Le inimicizie tra la plebe e il senato, cagioni ad un tempo della nostra crescente virtú e grandezza, furono poi, oltre la mole troppa della potenza nostra, la cagion principale della rovina. Mario e Silla, funesti nomi alla romana grandezza e felicitá, furono quelli che delle forze romane, terrore giá un dí degl’inimici di Roma, si valsero a spaventare, stravolgere, insanguinare e distruggere Roma stessa. Cagione glien diedero i nostri vizi ed i loro; pretesto, le inimicizie nostre e fazioni; mezzo, i numerosi eserciti che a cosí sterminato imperio difendere necessari erano divenuti pur troppo. Ma questi eserciti erano pure composti altre volte di cittadini romani; e tali furono finché, scellerati disegni nell’animo dei lor capitani non entrando, li vollero soltanto a Roma fedeli, ed ai nemici terribili.

Pure la spirante repubblica un bello e magnanimo esempio di romana grandezza vide ancora ed ammirò, in quel Silla stesso che l’avea di lutto, di tremore e di sangue riempiuta. La dittatura rinunziata e la cittadinanza (benché superbamente) ripresa collocarono Silla, e tuttora lo lasciano, infra i tiranni tutti il piú grande. Un assoluto imperio legittimo (se legittimo v’ha) rinunziato spontaneamente; un popolo ricondotto a costumi, a splendore, a virtú, a libertá, assegneranno al ristauratore di essa, e al distruttore della propria tirannide, il primo luogo, non che fra i principi, ma fra gli uomini tutti i piú liberi, i piú virtuosi, i piú magnanimi.

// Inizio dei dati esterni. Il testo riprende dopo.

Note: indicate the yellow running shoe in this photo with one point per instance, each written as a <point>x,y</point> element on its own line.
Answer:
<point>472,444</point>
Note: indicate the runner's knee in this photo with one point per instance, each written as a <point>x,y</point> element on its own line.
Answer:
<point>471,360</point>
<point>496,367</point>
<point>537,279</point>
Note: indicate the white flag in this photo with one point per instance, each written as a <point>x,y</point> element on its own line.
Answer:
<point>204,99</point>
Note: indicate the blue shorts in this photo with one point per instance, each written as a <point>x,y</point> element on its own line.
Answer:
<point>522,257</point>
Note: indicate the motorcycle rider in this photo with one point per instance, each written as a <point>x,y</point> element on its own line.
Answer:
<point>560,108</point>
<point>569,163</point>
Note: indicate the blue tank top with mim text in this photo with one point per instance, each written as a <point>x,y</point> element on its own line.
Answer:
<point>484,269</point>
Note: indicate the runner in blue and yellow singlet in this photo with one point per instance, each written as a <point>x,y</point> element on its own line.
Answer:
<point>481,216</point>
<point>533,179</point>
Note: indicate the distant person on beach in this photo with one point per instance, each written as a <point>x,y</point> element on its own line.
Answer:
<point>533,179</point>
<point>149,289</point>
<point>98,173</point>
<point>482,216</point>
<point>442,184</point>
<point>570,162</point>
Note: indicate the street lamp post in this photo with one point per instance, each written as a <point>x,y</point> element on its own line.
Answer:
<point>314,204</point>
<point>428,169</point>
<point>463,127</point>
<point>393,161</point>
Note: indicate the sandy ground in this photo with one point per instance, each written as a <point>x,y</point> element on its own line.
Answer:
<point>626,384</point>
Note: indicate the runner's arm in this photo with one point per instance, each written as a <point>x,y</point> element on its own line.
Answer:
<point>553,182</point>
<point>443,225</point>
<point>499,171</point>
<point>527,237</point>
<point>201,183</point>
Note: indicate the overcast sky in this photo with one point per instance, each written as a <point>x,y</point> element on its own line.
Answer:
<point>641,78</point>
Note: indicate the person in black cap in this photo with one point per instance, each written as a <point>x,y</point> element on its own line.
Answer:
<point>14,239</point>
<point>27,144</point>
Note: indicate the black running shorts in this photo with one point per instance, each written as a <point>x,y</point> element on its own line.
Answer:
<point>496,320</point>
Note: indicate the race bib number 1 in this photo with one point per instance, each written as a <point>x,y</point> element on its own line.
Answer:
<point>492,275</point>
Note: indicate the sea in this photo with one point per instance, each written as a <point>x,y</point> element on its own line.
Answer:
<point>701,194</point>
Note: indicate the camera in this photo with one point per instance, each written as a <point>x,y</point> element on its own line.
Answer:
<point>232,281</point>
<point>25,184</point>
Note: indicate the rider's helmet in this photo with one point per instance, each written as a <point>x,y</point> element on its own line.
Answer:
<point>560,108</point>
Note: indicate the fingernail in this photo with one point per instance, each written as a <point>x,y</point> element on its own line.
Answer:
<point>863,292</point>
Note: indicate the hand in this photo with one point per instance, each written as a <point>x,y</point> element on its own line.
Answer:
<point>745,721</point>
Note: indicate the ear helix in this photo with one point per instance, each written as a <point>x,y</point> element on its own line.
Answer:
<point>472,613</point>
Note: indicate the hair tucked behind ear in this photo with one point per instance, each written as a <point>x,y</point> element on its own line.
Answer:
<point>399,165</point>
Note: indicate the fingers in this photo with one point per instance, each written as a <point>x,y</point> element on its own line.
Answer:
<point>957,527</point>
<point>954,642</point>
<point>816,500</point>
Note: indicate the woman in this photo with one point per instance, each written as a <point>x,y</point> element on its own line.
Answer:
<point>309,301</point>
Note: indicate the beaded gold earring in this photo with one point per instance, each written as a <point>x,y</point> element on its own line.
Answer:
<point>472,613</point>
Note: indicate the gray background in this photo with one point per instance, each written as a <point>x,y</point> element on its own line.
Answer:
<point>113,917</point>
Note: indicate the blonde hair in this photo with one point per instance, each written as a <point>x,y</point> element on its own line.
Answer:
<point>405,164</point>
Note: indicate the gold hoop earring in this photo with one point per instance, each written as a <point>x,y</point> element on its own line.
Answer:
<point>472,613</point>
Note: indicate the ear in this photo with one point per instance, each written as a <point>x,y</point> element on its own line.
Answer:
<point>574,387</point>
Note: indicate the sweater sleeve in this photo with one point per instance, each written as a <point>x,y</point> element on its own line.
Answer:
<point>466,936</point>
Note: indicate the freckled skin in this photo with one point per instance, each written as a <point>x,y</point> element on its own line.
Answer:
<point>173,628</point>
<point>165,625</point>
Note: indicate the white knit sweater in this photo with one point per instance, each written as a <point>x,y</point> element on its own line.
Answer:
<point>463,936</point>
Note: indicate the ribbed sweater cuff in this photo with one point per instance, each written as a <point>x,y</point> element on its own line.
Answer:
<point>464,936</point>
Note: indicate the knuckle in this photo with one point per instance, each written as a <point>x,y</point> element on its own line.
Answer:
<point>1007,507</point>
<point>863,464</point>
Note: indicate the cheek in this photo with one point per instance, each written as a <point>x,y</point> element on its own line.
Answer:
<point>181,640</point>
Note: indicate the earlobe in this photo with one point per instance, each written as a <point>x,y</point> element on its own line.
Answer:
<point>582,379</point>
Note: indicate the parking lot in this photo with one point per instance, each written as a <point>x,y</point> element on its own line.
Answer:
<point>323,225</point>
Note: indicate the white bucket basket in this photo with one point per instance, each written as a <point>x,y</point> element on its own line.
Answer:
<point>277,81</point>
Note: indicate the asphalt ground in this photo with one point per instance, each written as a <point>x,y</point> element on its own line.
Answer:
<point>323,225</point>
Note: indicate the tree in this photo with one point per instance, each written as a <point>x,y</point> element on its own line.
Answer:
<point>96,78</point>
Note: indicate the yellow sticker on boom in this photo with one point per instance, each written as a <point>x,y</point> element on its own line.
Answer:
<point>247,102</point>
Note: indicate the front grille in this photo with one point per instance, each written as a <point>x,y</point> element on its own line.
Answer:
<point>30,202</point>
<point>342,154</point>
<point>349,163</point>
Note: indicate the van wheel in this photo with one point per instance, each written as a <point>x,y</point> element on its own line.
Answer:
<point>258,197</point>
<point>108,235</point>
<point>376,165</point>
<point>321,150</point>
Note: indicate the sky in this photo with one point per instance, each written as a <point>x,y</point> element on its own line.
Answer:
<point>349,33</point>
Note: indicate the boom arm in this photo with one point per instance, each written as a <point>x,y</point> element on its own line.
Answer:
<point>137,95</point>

Di Cesare non parlo; maturo era allora il nostro servire, e dovendo pur Roma per poco tempo esser serva, nol potea con minore infamia, che a Cesare. Degno era forse Pompeo di difenderla, se tenuto il mondo intero non avesse in un dubbio, niente per lui onorevole, qual cosa anteponesse egli, la repubblica o se stesso.